Sometimes, the show can feel like it’s being vile for the sake of being vile. Other times, however, it tells excellent cautionary horror tales about technology run amok.
The Illusion of Free Will
Bandersnatch is no different. An interactive 90-minute movie with multiple branching paths and endings, Bandersnatch contains a total of 312 minutes of footage. Set in 1984, Bandersnatch is about Stefan Butler (Fionn Whitehead) who is trying to adapt a choose your adventure novel into a video game. Struggling with childhood trauma and the frustrations of coding the game by himself, he soon runs into a wall as he tries to meet the deadline.
The choices start off relatively easy, from choosing your breakfast cereal to what song you are listening to on your morning commute. They get increasingly more diverse as the story continues.
Why this is Different from Video Games
Making a multiple choice interactive adventure isn’t exactly easy.
“What we were trying to do was what Stefan was trying to do,” said Charlie Brooker, co-creator of Black Mirror. “There were many points where we felt it was driving us crazy.
I think that’s the challenge games have. You’ve set up a character, they’ll have cutscenes where you see their motivation, and then they sort of say all this stuff. But you can make them turn around and beat everyone to death, if you want to. Which means you’re playing the most mentally disordered figure there could be. When you’re writing a script, your characters are defined by what they do, more than what they say. As soon as you’re ceding that control to the viewer … it becomes a very real challenge.”

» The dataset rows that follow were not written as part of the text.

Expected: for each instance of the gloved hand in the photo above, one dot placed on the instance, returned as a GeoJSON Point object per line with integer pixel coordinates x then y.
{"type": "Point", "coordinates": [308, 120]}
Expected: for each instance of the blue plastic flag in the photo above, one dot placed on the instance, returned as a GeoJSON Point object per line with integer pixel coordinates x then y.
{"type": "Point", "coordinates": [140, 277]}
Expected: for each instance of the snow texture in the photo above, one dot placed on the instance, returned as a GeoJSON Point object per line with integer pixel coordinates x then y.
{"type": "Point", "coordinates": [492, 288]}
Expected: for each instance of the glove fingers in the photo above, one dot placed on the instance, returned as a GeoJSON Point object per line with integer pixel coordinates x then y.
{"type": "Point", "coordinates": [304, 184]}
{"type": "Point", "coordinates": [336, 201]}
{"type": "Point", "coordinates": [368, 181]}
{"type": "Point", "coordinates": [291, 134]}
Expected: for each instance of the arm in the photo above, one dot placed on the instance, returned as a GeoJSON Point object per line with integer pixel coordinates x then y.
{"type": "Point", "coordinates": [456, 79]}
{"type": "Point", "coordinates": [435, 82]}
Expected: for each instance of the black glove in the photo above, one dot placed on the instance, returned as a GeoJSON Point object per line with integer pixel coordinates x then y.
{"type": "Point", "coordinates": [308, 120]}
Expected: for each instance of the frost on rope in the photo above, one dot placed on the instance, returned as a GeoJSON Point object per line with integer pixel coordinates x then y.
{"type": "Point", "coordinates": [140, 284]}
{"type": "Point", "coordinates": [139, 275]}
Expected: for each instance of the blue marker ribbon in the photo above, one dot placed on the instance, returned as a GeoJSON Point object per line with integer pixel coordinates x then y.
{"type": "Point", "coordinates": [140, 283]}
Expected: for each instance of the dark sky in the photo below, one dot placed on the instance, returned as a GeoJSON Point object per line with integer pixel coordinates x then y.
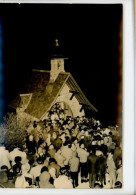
{"type": "Point", "coordinates": [89, 35]}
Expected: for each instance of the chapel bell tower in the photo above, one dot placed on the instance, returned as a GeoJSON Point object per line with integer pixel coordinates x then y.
{"type": "Point", "coordinates": [57, 62]}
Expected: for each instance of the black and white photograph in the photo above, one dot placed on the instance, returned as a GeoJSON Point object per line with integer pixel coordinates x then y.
{"type": "Point", "coordinates": [61, 96]}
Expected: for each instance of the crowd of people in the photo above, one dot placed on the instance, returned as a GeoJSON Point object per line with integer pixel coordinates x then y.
{"type": "Point", "coordinates": [64, 152]}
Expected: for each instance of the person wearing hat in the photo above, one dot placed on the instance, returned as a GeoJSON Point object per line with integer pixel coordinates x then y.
{"type": "Point", "coordinates": [22, 181]}
{"type": "Point", "coordinates": [9, 183]}
{"type": "Point", "coordinates": [44, 180]}
{"type": "Point", "coordinates": [4, 157]}
{"type": "Point", "coordinates": [92, 161]}
{"type": "Point", "coordinates": [83, 154]}
{"type": "Point", "coordinates": [3, 174]}
{"type": "Point", "coordinates": [59, 158]}
{"type": "Point", "coordinates": [74, 169]}
{"type": "Point", "coordinates": [111, 169]}
{"type": "Point", "coordinates": [63, 182]}
{"type": "Point", "coordinates": [53, 164]}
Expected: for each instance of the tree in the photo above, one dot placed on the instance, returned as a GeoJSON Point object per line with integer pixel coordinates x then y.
{"type": "Point", "coordinates": [12, 133]}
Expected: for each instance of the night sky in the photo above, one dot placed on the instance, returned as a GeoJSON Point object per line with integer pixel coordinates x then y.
{"type": "Point", "coordinates": [89, 36]}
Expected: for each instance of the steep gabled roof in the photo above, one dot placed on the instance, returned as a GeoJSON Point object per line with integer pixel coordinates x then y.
{"type": "Point", "coordinates": [45, 93]}
{"type": "Point", "coordinates": [80, 95]}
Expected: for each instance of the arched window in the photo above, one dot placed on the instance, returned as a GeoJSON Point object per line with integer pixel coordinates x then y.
{"type": "Point", "coordinates": [61, 107]}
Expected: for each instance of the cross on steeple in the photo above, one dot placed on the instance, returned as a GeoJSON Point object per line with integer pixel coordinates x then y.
{"type": "Point", "coordinates": [56, 43]}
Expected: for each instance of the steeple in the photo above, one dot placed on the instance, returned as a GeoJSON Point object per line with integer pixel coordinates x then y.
{"type": "Point", "coordinates": [56, 61]}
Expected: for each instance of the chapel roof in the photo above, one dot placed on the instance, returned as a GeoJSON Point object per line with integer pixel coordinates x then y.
{"type": "Point", "coordinates": [45, 93]}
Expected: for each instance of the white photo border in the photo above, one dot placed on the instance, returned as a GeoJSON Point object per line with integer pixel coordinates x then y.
{"type": "Point", "coordinates": [128, 105]}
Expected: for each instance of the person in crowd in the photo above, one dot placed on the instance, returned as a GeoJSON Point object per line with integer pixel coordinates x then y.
{"type": "Point", "coordinates": [59, 158]}
{"type": "Point", "coordinates": [67, 153]}
{"type": "Point", "coordinates": [74, 169]}
{"type": "Point", "coordinates": [16, 152]}
{"type": "Point", "coordinates": [53, 164]}
{"type": "Point", "coordinates": [4, 157]}
{"type": "Point", "coordinates": [83, 154]}
{"type": "Point", "coordinates": [111, 170]}
{"type": "Point", "coordinates": [63, 181]}
{"type": "Point", "coordinates": [44, 180]}
{"type": "Point", "coordinates": [3, 174]}
{"type": "Point", "coordinates": [58, 149]}
{"type": "Point", "coordinates": [92, 161]}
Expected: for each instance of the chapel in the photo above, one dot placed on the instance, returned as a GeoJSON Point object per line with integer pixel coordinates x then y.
{"type": "Point", "coordinates": [46, 90]}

This isn’t Netflix’s first foray into interactive storytelling. It tested waters before with an episode in its Puss in Boots series, aimed at an younger audience. Bandersnatch has a more complicated narrative, that takes a metatextual turn and questions the extent of choices and free will both the protagonist and the viewer has in the narrative.
What Works (and doesn’t Work)
There are times where I wished that the story was more open ended. We are often rerouted to certain paths that advance the story. However, the metanarrative kept things interesting. There’s a point in the story where two choices are equally valid, and I was pleasantly surprised .
Fionn Whitehead does well as the increasingly more paranoid Stefan. Director David Slade, who previously directed Season 5’s Metalhead, kept things relatively straightforward.
I discovered four endings on my first couple of playthroughs, and it took me the next day to get the final ending where the game receives the highest rating. Like I often do with video games, I discovered that while crawling through articles and Reddit, and then worked my way back through the episode to discover it. The story, it turns out, is based on an actual unrelelesed game called Bandersnatch.
The endings vary from being bleak to poignant to being fourth-wall breaking and batshit insane.
It did disappointment me a little that there was no ending where Stefan had a happy ending, but then again in Black Mirror, those are hard to come by.
Bandersnatch isn’t perfect, but it’s a lot of fun. As an experiment, it largely succeeds. If it’s a sign of things to come in regards to more interactive content, then it’s a very welcome addition to Black Mirror and Netflix in general.
“We are telling stories,” said Carla Engelbrecht, Netflix’s Director of Product Innovation. “We think we are onto something that could be really exciting,” added Netflix’s VP of Product, Todd Yellin.